Pictured is the combustion chamber ring of A. O. Smith's C3 Technology water heater.
A. O. Smith Water Products Company's (Ashland City, TN, U.S.) C3 Technology™ gas water heater has been engineered to meet the new standard and testing protocols (ANSI Z21.10.1) established by the U.S. American National Standards Institute (ANSI), which took effect in July 2003. The standard requires that all new gas-fired, atmospherically-vented residential water heaters incorporate new design features to make them resistant to igniting flammable vapors outside of the water heater, according to the Gas Appliance Manufacturers Association.
The C3 flammable vapor-resistant water heater features a sealed combustion chamber with an air inlet, where air flows through a perforated-steel corderite flame arrestor; a removable and reportedly easy-to-clean air intake screen at the bottom of the unit for filtering out airborne lint, dust, and oil, while providing air for the combustion chamber; and a thermal cutoff device to shut off gas flow during a flammable vapor ignition or excessive internal temperatures.
From the outset, a daunting assembly challenge for the new water heaters was how to attach and secure an access door to the combustion chamber. Several different methods initially were attempted, but each posed particular problems.
According to Austin Taylor, project engineer for A. O. Smith, the initial plan was to utilize weld nuts on the water heater's round chamber ring. A mating screw would then be inserted through the access door. This proved unfeasible, however, because thick insulation on the back of the door made it difficult for installers to locate the nut with the screw to complete the job.
A switch was then made to weld studs, but Mr. Taylor says that too was unsuccessful. "We found the studs could not be held consistently perpendicular to the chamber ring, which impeded subsequent mating of the stud, door, and nut," Mr. Taylor recalls.
The challenges in finding usable hardware were ultimately resolved with PEM® Type HFH self-clinching flush-head studs from PennEngineering® Fastening Technologies (Danboro, PA, U.S.). Installed permanently into the inside of the chamber's metal ring, these high-strength steel fasteners provided the consistent and required perpendicularity. Further, the fastener installation reportedly leaves the outside surface (and appearance) of the chamber ring undisturbed and without protrusions.
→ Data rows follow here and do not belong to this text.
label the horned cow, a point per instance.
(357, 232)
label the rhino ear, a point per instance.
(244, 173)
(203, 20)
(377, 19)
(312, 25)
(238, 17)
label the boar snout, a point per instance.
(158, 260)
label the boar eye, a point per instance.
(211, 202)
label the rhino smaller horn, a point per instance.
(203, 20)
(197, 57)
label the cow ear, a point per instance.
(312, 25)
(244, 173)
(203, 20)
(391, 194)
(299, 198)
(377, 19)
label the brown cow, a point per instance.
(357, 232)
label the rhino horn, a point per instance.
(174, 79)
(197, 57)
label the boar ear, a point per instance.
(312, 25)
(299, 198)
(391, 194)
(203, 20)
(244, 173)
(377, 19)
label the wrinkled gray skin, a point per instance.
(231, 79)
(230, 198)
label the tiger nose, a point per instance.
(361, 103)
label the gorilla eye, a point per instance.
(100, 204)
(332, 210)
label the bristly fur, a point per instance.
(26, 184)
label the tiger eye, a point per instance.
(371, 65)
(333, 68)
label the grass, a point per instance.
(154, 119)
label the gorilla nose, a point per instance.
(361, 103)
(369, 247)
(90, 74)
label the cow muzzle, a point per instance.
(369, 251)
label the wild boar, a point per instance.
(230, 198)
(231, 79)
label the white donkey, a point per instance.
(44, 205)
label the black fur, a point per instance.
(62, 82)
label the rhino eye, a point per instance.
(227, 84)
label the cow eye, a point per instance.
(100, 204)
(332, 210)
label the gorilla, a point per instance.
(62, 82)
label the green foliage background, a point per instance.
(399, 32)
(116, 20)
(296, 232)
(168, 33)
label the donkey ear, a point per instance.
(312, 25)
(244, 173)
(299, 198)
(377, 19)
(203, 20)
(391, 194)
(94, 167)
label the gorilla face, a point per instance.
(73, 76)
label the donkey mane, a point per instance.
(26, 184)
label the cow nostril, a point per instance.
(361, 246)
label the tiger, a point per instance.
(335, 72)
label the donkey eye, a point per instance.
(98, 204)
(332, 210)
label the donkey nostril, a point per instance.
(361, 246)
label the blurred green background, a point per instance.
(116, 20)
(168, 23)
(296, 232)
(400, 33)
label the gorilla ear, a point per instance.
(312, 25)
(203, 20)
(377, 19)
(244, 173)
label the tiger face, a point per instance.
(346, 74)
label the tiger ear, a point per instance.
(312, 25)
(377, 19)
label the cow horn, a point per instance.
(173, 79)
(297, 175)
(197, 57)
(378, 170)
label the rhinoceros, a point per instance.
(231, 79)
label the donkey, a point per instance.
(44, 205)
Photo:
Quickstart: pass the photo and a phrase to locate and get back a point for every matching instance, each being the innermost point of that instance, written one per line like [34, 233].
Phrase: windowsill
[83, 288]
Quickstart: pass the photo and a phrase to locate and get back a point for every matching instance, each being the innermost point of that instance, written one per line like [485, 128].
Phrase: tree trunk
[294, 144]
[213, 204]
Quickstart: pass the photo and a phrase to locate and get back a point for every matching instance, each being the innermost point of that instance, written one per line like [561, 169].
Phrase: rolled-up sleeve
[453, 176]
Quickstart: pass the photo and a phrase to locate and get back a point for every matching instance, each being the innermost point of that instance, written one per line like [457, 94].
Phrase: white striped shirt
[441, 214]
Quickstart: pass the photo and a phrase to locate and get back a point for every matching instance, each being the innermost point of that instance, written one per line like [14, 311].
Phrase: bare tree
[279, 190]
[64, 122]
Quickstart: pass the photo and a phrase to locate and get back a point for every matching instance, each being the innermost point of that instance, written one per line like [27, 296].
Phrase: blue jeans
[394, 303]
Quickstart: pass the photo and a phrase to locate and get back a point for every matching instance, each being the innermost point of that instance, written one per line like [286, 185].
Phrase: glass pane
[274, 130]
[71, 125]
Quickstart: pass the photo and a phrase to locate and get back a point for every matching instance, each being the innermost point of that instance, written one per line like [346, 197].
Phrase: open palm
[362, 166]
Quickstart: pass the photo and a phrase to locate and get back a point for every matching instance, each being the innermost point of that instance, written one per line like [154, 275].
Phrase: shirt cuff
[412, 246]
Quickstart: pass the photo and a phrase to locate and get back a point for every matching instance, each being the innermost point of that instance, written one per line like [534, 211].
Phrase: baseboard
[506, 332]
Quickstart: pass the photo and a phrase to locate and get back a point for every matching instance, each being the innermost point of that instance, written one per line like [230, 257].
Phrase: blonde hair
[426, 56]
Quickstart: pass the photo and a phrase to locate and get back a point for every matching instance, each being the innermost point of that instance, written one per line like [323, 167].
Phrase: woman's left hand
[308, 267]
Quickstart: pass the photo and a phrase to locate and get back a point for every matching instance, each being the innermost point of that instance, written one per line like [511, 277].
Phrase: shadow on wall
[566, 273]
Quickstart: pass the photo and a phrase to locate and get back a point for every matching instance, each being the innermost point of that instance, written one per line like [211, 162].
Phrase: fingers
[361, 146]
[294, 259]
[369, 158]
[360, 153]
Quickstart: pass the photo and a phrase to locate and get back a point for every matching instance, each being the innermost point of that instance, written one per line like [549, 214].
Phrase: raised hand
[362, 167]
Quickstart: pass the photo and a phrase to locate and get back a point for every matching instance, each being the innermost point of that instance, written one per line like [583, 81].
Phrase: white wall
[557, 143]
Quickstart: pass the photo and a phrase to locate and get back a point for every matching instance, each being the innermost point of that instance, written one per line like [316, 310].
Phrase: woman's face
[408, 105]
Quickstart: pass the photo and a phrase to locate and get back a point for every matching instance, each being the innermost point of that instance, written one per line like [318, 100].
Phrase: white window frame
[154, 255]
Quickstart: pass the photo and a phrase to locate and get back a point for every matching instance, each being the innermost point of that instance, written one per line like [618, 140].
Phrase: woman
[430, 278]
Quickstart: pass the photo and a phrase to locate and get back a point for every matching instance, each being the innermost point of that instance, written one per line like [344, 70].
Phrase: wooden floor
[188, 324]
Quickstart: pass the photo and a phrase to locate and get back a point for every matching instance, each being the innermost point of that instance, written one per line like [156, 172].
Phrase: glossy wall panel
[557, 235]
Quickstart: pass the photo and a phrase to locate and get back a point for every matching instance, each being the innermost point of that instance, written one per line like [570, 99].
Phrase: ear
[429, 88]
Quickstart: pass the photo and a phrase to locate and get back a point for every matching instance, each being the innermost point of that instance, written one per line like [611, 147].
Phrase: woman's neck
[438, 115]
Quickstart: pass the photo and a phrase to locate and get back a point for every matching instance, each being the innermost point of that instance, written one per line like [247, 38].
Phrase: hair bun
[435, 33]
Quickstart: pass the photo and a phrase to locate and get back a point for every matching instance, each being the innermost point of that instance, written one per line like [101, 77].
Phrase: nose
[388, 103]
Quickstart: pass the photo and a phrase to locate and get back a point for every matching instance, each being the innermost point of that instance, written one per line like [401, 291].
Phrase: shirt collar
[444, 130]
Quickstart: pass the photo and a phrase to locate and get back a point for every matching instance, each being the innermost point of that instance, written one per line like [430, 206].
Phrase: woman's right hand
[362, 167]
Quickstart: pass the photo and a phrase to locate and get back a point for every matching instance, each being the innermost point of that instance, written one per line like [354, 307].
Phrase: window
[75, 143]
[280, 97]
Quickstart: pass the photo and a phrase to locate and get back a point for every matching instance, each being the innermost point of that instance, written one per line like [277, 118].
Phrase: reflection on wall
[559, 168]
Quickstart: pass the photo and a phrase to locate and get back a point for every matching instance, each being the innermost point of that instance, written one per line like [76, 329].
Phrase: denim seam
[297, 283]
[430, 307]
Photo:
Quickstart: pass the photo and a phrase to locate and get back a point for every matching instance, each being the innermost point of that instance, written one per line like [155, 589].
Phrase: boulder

According to Ed Yeh, an engineering manager at Penn, the fastening capability of the PEM fastener relies on its unique "clinch geometry." He says the fastener, in this case a stud, is inserted into a pre-punched hole in the work piece until lugs in a star-shaped pattern at the base of the fastener head is in contact with the metal of the work piece. During installation, the lugs force the metal of the work piece inward and into a preformed groove in the fastener. "What that does is cold flow all of the metal around the hole into the complicated geometry of the fastener," says Mr. Yeh. "It can't rotate anymore, so it has torque-out performance, and it can't be pushed out because the metal has buried itself in the groove. There is a good clinch, and performance is very strong. It can replace welding in many applications."
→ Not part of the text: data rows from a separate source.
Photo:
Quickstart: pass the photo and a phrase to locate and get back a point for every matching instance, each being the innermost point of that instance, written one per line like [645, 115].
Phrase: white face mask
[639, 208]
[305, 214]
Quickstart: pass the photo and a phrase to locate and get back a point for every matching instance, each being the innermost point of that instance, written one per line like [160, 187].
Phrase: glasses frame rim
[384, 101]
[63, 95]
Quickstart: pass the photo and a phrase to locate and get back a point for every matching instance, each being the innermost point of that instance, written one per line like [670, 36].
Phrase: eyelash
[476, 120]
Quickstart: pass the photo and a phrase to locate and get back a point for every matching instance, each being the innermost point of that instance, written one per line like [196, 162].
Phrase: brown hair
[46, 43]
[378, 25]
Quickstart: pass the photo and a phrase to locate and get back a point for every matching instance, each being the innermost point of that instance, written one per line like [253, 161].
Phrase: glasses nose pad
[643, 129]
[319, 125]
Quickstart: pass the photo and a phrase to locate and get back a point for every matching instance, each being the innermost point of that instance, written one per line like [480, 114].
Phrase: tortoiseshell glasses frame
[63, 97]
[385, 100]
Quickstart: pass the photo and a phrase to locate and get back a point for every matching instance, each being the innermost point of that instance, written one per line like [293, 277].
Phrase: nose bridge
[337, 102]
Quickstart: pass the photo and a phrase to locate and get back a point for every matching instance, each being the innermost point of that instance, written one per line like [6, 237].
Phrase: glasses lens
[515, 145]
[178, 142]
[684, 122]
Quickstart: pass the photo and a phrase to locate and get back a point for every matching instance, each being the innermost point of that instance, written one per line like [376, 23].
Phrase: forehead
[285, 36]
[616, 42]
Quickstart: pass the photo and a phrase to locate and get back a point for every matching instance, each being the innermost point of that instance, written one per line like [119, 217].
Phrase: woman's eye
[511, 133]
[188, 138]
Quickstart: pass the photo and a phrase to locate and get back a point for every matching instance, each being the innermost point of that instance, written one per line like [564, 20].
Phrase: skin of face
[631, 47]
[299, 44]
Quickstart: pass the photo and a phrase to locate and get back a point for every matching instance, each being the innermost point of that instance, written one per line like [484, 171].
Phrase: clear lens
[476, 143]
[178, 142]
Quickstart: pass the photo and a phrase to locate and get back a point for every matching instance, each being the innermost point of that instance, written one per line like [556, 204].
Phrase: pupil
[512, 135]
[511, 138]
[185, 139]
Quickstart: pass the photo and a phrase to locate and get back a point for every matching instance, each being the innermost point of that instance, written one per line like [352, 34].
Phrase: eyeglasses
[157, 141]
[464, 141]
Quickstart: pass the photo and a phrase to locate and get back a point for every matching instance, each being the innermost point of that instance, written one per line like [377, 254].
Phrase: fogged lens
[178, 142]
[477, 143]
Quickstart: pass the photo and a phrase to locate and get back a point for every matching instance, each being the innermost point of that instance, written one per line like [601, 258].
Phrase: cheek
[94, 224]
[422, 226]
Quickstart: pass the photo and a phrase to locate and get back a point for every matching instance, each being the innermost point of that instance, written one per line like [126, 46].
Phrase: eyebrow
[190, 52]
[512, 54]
Attention next turned to the process of fastener installation. Expected production rates suggested the need for automatic equipment. It was clear that a PEMSERTER Series 2000 press from Penn could easily handle the task, but engineers realized that the press's usual top-feed method of pressing studs from above would be impossible within the confines of the chamber's 14-in diam metal ring.
According to Mr. Yeh, Penn engineers could see that the fasteners would have to be installed from inside the cylinder, which would require a bottom-feed installation system. While bottom-feed systems exist in presses to install self-clinching nuts, such systems for studs posed a new set of challenges to overcome for safe and productive installations.
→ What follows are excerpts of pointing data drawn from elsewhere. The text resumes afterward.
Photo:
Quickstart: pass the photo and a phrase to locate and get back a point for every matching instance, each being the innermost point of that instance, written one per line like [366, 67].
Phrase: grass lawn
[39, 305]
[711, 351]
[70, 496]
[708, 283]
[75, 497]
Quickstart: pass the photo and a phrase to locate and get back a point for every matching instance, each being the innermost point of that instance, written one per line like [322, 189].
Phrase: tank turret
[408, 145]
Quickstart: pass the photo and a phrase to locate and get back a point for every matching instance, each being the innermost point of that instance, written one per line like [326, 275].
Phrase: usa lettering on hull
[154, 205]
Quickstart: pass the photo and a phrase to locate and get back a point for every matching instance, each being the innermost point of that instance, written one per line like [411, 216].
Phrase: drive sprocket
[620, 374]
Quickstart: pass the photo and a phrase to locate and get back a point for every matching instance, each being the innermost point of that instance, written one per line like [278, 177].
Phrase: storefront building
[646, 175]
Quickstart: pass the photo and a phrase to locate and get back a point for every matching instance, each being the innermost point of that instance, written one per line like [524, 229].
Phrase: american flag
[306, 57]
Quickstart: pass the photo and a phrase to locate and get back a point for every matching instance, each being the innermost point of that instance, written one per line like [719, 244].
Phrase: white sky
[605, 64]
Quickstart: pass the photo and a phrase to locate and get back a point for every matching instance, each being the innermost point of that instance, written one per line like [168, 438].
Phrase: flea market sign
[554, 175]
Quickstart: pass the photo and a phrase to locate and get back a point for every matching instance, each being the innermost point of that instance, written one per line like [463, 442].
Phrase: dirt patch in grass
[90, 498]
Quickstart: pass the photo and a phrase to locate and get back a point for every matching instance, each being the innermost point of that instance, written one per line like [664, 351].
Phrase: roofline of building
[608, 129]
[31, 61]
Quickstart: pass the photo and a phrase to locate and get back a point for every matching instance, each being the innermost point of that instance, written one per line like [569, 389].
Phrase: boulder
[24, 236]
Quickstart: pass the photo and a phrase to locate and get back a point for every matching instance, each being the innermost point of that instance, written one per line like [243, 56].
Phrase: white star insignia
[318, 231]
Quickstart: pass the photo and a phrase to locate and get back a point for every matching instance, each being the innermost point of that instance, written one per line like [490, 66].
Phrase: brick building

By modifying the Series 2000 press' injector tooling package to use as the press' anvil instead of a punch, Penn engineers were able to develop safe and effective bottom-feed stud tooling for the application. According to Mr. Yeh, the anvil functions as an upside-down injector. The injector holds the stud by the head as the press operator places the combustion chamber in position over the stud, compressing the injector and pushing the threaded section and clinch feature of the stud into the combustion chamber. The operator then activates a footswitch to actuate the press and install the stud. "That's why this process is backwards," says Mr. Yeh. "Normally, the ram contacts the head and pushes it in. But here, we're actually pushing the material down onto the fastener." The tooling and press work together to assist the operator in aligning the stud and chamber so that each stud can be installed with one actuation of the press's footswitch.
"The PEMSERTER press with the customized tooling is the only press system we found capable of handling this type of fastener installation - inside-out with a ring," says Mr. Taylor of A. O. Smith.
Should access to the combustion chamber be required for service, Mr. Taylor notes that the permanently installed PEM self-clinching studs "preserve the fasteners with the unit." Two PEM studs (thread sizes #10-32) are located in each ring and mated with a nut for secure attachment of the access door.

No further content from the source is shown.